The story of the Sofitel Sydney Wentworth begins less than a kilometre to the west of where the hotel stands today.
Some time before 1823, the government constructed three two-storey houses on Charlotte Place in central Sydney. Two of these would go on to become part of the Wentworth Hotel.
For the next three decades, these buildings would play a key role in the life of the colony, housing its first independent newspaper, The Australian; its first post-secondary college; and the office of the Colonial Treasury.
However, by the 1850s the prestige of the houses on Charlotte Place had fallen considerably and boarding houses occupied two of the buildings.
One of these was operated by a Miss Onge, who first began using the name Wentworth House in 1855.
Mrs Mary Hayes purchased the hotel in 1882, renaming it the Wentworth House Family Hotel.

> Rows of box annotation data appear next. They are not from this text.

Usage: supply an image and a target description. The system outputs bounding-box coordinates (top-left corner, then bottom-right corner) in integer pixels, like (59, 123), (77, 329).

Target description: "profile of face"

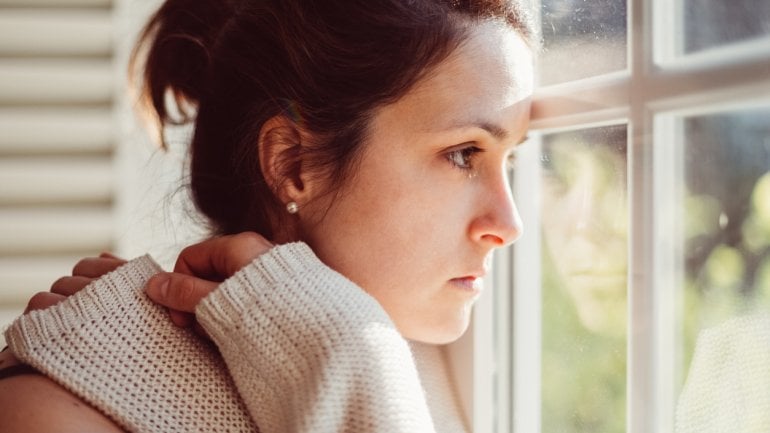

(542, 127), (628, 336)
(300, 21), (533, 343)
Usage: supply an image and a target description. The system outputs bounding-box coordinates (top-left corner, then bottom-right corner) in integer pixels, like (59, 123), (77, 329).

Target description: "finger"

(145, 272), (219, 313)
(51, 276), (94, 296)
(174, 232), (273, 281)
(99, 251), (126, 263)
(193, 320), (211, 340)
(72, 257), (126, 278)
(24, 292), (67, 314)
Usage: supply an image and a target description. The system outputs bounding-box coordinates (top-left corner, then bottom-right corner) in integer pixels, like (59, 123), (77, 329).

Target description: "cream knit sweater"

(5, 243), (465, 433)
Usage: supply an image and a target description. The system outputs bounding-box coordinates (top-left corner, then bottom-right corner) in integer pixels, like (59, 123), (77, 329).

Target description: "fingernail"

(147, 274), (171, 299)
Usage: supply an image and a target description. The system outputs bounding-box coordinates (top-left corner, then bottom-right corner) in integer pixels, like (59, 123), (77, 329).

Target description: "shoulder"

(0, 374), (123, 433)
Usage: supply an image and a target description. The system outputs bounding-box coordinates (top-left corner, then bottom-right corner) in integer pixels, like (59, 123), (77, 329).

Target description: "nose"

(470, 171), (523, 248)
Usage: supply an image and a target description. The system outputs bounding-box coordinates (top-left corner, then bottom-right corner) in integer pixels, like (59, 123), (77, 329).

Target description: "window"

(456, 0), (770, 433)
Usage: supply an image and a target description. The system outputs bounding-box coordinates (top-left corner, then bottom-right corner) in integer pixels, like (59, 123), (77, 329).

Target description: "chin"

(402, 314), (470, 344)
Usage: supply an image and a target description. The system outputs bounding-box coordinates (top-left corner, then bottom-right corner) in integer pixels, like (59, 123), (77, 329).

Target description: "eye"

(446, 146), (482, 170)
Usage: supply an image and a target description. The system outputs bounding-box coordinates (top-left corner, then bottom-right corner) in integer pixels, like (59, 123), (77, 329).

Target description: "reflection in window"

(684, 0), (770, 53)
(541, 125), (628, 433)
(539, 0), (626, 85)
(677, 108), (770, 432)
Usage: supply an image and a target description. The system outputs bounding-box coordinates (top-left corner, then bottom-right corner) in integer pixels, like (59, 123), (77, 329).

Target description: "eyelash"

The hotel’s early life came to an abrupt halt when the building burned to the ground in 1888. When Mrs Hayes began construction on a new building on the site, she was laying the foundations for what would become Sydney’s grandest hotel. The rebuilt 32-bedroom Wentworth Hotel opened in 1890.
In 1903 Mrs Hannah Maclurcan stepped through the doors of the Wentworth and ushered in a new era for the hotel. In 1912 Mrs Maclurcan added two floors and 51 new bedrooms to the property. Eight years later, she opened the Wentworth Ballroom, a sumptuous Georgian-style space that could hold a thousand people. It quickly became the place for Sydney society, hosting balls, weddings, luncheons, and visiting members of the royal family.
When Mrs Maclurcan passed away in 1936, her son Charles took the reins. The following year he integrated a second of the terrace houses into the hotel and added three floors to it, giving the hotel an extra 50 bedrooms with bathrooms. The modern Wentworth Hotel had begun to take shape.